Photo Credit: Zbynek Pospisil / Getty Images
No one likes to think of any dog as “unadoptable,” but the sad fact is that some pups need help in the behavior department before people feel motivated to provide them with a forever home. In Ohio, a groundbreaking new training program is giving pups the skills they need to find caring parents.
Creating a Unique Training Program
Stark County Sheriff George Maier, who oversees the county’s shelter, told FOX 8 that the program was launched due to the number of pups returned to the facility due to behavioral problems.
“Usually it’s something minor, you know, they couldn’t properly train a dog, house train the dog or something like that,” Sheriff Maier said. “We like to do a good job to try and get these dogs into a home.”
The sheriff teamed up with Eric Stanbro, a trainer and former Canton Police K9 officer, to implement the program.
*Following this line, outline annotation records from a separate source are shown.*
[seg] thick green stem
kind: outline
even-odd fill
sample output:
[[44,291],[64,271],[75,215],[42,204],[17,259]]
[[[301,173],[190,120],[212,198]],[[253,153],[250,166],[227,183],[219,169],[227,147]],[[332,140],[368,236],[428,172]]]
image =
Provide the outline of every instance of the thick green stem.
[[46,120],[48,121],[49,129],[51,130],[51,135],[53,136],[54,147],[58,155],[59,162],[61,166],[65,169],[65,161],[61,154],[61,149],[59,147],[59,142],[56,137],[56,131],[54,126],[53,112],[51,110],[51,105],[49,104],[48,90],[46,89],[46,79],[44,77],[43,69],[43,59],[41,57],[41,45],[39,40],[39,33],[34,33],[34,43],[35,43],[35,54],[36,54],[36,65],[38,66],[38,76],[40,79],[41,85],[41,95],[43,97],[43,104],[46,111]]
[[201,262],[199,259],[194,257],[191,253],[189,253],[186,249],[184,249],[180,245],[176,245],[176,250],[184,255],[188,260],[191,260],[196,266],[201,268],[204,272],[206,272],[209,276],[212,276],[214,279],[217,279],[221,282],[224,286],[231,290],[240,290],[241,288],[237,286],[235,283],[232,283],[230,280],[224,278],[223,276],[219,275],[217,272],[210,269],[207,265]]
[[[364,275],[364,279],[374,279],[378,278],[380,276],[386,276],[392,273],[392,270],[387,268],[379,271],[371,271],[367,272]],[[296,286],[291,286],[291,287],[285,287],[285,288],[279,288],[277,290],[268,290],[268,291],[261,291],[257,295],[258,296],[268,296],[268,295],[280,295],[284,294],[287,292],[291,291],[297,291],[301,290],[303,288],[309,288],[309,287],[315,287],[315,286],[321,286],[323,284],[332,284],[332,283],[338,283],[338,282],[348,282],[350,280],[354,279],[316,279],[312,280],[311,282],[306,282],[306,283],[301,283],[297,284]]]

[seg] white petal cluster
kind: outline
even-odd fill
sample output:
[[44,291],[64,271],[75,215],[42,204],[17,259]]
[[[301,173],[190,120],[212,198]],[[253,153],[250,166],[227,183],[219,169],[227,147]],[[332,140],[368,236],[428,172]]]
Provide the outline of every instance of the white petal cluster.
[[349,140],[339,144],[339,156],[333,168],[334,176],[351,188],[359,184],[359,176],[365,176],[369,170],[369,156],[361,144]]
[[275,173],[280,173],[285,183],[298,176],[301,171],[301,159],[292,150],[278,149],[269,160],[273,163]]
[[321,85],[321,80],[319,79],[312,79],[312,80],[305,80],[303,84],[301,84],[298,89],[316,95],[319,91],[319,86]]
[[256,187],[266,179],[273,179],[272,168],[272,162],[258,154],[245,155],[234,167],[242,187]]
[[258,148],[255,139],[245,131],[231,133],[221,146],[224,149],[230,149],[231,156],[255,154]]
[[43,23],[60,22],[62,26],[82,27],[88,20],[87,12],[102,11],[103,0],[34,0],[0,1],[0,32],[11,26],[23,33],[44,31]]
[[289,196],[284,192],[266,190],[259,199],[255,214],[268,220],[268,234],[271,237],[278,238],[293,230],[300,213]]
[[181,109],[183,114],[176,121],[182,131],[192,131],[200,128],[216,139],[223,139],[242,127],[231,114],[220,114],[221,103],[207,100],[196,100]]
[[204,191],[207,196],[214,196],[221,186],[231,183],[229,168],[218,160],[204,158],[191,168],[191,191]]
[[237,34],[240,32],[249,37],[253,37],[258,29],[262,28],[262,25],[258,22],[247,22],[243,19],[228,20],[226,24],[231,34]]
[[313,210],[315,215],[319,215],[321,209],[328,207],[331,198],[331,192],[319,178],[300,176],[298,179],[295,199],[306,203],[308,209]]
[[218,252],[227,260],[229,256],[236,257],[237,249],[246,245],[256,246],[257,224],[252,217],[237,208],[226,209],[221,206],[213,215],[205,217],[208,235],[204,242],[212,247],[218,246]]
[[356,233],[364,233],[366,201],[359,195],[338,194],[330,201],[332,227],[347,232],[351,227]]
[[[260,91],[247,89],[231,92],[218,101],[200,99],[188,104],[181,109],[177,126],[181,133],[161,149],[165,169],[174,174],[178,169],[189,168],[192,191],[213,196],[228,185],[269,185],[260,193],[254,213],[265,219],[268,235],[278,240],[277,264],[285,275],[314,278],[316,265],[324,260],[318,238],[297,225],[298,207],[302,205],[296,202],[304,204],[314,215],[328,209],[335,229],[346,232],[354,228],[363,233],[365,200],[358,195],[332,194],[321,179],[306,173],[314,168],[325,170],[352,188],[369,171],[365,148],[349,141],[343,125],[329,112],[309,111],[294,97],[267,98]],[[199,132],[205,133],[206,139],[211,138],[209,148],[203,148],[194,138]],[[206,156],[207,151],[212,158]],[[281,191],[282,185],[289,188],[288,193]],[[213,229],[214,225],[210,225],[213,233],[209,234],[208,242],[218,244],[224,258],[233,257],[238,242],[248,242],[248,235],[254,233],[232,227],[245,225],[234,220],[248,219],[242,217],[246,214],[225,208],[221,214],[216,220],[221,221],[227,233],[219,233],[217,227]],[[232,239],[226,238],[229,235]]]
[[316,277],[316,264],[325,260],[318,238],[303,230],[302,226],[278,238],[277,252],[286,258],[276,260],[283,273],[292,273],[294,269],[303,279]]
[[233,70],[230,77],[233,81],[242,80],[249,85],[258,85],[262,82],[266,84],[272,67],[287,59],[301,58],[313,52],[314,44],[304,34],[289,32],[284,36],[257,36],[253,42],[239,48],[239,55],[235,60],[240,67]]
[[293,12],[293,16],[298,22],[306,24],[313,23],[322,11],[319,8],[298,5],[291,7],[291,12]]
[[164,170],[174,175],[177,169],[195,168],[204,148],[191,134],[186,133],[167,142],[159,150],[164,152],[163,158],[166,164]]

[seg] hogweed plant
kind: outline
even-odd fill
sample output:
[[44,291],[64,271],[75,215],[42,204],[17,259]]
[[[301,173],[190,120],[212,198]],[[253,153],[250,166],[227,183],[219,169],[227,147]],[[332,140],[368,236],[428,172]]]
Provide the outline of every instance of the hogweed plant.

Though Standbro is now retired, he owns Ridgeside K9-Ohio, a dog training and boarding facility.
“He’s like, ‘hey, do you think you could help us give some free training to try to get these dogs adopted?’ and I asked my training staff and they looked at me like, ‘yes, of course we’re going to do this,’” Stanbro recalled of forming the partnership with Sheriff Maier.
Each dog that participates in the program is provided with two weeks of intensive training. At the end of the program, the dogs are considered “more desirable” to potential adoptive parents.
Training Program Sees First Success Story
The first canine recruit for the program was McKinley, a 3-year-old Bull Terrier who was found roaming the streets. The pup was trained every day from 9 a.m. to 5:30 p.m. for two weeks. He was very receptive to the training techniques, which included mastering multiple commands. Stanbro said McKinley is a “great dog” – as are many pups when given proper nurturance.
“A shelter is a stressful environment for the dogs,” said Stanbro. “They just need out of there and to be trained and with a family.”
When McKinley was made available for adoption, a family of four snatched him up immediately.
“We knew it was a match,” McKinley’s new dog dad, Josh Gibbs, said. “We just want many more years to make his life as good as we can. He hasn’t had a good life up to here so we want to change that.”
The family also partook in training to learn commands.
“They did a really good job,” Gibbs said of McKinley’s training. “He’s very well behaved.”
This unique program is the first of its kind in Ohio, and possibly the United States. Stanbro is currently comping his training services, but Sheriff Maier hopes to secure funding for the program so more dogs can receive services.
“We’ll just perpetually keep going,” says Stanbro. “As long as this is successful and we can get dogs adopted, my personal opinion, I think every dog we get will get adopted.”